I have a bit of a curious case and it is really bugging our production environment. I have deployed around 12 Windows UF to monitor Security event logs within AD servers which are located behind a firewall. The version of the UFs is 5.0.2 currently and I have set the input and output configurations using a deployment server.
From the first deployment, I could see all 12 servers are sending the logs just fine. After several hours, the number of servers dropped to 7. The drop sequence continue until no server is sending logs at all.
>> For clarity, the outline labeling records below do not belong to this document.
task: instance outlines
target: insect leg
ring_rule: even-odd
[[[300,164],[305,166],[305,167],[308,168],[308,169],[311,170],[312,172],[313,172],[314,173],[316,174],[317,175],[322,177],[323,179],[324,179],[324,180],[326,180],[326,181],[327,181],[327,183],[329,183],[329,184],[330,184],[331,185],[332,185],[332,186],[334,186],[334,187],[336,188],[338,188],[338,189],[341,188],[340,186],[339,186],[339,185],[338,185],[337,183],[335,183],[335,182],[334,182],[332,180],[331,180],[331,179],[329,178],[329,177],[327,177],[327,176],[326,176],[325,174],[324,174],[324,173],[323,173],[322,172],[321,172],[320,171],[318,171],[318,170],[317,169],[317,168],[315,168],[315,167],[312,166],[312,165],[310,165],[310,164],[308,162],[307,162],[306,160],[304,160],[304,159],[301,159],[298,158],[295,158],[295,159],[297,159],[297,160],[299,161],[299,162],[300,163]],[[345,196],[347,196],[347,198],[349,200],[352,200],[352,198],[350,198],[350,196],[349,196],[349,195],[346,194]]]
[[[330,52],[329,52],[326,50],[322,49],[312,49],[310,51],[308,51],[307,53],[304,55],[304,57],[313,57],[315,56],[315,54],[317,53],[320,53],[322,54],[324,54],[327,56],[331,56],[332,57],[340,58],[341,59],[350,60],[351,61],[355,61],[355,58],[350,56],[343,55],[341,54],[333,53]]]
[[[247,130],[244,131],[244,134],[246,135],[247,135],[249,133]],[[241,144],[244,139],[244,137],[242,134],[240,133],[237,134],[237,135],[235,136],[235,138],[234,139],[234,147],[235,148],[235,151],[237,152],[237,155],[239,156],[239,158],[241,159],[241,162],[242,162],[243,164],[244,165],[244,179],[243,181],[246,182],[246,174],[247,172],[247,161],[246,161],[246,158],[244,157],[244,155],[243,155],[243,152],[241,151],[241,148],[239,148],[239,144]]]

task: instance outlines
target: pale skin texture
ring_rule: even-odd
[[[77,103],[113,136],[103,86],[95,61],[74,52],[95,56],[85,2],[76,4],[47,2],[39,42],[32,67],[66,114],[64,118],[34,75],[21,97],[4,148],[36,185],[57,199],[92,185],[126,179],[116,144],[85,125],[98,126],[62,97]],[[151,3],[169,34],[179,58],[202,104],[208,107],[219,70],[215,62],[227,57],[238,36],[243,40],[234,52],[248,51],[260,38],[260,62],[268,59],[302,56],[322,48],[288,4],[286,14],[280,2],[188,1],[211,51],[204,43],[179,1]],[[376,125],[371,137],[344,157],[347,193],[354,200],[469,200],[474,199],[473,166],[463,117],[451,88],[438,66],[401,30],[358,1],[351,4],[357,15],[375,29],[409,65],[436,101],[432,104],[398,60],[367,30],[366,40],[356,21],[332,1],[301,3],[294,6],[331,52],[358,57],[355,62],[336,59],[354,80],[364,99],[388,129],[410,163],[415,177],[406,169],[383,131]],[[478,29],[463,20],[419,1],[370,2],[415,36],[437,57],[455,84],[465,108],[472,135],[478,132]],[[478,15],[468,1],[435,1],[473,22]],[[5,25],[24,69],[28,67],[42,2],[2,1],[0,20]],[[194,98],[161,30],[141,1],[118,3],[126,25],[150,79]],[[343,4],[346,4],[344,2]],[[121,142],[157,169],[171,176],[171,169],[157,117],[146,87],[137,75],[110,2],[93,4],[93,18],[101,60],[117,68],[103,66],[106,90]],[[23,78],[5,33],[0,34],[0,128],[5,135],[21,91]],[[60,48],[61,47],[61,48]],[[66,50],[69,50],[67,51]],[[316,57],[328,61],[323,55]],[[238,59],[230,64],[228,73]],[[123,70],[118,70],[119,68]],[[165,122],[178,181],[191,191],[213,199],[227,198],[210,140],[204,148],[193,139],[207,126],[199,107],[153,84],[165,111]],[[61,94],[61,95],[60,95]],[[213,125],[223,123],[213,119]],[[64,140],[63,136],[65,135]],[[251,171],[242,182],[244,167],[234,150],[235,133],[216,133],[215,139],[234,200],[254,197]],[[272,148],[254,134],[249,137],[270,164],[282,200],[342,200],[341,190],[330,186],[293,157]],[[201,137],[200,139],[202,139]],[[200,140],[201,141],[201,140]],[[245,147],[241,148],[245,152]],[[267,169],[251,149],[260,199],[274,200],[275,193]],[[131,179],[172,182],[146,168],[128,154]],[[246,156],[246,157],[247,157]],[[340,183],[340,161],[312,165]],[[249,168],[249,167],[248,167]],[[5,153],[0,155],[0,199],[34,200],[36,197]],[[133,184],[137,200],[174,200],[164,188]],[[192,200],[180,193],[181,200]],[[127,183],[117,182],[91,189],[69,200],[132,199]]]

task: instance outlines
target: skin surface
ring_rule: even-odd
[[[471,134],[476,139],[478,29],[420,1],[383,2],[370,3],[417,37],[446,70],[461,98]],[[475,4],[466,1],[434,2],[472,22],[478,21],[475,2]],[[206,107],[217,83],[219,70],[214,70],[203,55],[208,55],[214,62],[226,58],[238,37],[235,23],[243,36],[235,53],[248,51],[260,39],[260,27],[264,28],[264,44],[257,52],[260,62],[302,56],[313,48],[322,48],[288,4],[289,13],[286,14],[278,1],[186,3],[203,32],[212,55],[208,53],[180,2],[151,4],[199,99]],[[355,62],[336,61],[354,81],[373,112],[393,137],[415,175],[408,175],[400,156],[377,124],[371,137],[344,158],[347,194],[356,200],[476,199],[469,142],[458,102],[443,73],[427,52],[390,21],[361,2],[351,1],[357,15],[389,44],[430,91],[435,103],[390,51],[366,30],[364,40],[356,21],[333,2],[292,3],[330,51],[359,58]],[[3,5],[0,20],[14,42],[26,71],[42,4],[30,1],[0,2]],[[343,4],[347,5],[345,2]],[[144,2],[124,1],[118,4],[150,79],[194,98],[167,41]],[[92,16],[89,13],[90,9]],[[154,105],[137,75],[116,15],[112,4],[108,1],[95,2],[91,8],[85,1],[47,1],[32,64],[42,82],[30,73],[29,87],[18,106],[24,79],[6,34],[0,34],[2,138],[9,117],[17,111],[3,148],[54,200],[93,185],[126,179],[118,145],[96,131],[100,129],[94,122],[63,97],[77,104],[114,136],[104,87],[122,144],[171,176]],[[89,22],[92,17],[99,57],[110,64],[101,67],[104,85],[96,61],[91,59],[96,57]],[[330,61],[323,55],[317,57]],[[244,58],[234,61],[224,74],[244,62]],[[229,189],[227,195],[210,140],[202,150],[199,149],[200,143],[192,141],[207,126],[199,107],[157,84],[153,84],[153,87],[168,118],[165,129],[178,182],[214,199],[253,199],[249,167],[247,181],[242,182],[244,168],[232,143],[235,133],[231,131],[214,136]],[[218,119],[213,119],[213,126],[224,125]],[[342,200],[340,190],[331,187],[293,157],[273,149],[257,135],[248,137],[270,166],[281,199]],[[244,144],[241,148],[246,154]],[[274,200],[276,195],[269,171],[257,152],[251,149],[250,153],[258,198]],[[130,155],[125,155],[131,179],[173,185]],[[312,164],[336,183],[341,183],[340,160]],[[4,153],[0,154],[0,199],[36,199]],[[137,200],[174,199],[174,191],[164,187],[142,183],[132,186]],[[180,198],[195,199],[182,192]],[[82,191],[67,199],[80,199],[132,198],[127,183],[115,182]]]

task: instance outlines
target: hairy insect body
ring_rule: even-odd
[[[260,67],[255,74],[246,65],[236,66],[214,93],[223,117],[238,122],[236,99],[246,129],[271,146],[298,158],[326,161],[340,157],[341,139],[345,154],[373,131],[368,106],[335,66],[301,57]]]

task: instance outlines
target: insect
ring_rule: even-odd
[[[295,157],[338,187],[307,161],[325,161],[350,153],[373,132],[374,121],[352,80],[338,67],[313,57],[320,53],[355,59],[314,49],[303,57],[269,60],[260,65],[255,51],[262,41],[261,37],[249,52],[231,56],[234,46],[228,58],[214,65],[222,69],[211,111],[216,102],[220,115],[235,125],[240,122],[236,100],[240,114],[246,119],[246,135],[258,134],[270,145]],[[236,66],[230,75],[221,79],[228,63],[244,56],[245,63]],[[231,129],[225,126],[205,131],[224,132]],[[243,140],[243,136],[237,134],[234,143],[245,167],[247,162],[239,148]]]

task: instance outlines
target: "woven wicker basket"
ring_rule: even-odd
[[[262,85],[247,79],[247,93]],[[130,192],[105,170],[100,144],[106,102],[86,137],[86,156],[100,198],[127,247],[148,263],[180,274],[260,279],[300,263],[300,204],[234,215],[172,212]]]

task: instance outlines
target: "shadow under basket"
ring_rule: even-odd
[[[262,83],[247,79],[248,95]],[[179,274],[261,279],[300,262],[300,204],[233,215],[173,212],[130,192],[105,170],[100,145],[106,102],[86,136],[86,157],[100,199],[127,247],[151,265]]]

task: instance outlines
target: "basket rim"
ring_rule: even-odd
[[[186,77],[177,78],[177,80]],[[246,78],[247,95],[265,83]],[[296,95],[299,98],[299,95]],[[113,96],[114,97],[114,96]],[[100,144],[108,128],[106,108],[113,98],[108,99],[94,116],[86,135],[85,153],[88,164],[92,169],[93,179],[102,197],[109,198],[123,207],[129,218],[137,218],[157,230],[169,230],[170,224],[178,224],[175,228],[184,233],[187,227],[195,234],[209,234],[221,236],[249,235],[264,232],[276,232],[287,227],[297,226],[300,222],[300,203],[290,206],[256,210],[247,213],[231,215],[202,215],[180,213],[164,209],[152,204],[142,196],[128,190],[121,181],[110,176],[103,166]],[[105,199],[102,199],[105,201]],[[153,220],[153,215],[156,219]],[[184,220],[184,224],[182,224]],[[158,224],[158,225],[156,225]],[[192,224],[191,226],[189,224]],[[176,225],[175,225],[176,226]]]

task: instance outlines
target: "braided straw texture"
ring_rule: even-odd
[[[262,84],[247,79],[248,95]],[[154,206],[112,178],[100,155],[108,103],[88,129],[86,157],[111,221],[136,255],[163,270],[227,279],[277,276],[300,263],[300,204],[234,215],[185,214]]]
I tried to use just a single server as a test project and I found that the server is only sending logs for about 3 - 4 hours max before stopped sending completely. No errors or warnings found within splunkd.log of the forwarder and my indexer. The splunkd.log's entries were only "Connected to ...." and "... phone home ....". I also did not see any blocking event from metrics.log
My configurations are like this:
[WinEventLog://Security] disabled = 0 index = app_ad sourcetype = tseladscrt start_from = oldest current_only = 0 _TCP_ROUTING = loadheavyfwd
[tcpout:loadheavyfwd] compressed = true server = <indexerip>:9997 sslCertPath = D:\Program Files\SplunkUniversalForwarder\etc\auth\cert.pem sslPassword = xxxxxxxxxxxxx sslRootCAPath = D:\Program Files\SplunkUniversalForwarder\etc\auth\CoreCA.pem sslVerifyServerCert = true
Where should I start to troubleshoot?
When you installed the forwarders, were the boxes checked to start the Windows event log collection, or were those inputs defined for the first time from the deployment server? The known issues for version 5.0.2 mentions a problem in which a restart while an event log is being read via a
[monitor://] stanza in the
inputs.conf file can cause Splunk to abandon reading the file further... If the collection was in place before it was pushed from the deployment server, the deployment server could have triggered a restart that caused it to hit that issue.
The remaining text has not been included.